Find the least number to be added to 1739 so that it is exactly divisible by 11
A. 11
B. 2
C. 1
D. 10

To find the least number to be added to 1739 so that it is exactly divisible by 11, we can follow these steps: ### Step 1: Divide 1739 by 11 We start by dividing 1739 by 11 to find the remainder. \[ 1739 \div 11 = 158 \quad \text{(quotient)} \] Calculating the product of the quotient and 11: \[ 158 \times 11 = 1738 \] ### Step 2: Find the Remainder Now, we find the remainder by subtracting the product from 1739: \[ 1739 - 1738 = 1 \] So, the remainder when 1739 is divided by 11 is 1. ### Step 3: Determine the Least Number to Add To make 1739 exactly divisible by 11, we need to eliminate the remainder.

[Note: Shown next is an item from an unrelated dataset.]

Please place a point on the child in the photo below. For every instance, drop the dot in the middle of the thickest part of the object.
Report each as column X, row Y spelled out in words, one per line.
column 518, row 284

Since the remainder is 1, we need to add: \[ 11 - 1 = 10 \] Thus, we need to add 10 to 1739 to make it divisible by 11. ### Step 4: Verify Now, let's check if adding 10 to 1739 gives us a number that is divisible by 11: \[ 1739 + 10 = 1749 \] Now, divide 1749 by 11: \[ 1749 \div 11 = 159 \quad \text{(exactly)} \] Since there is no remainder, 1749 is divisible by 11. ### Conclusion The least number to be added to 1739 so that it is exactly divisible by 11 is **10**.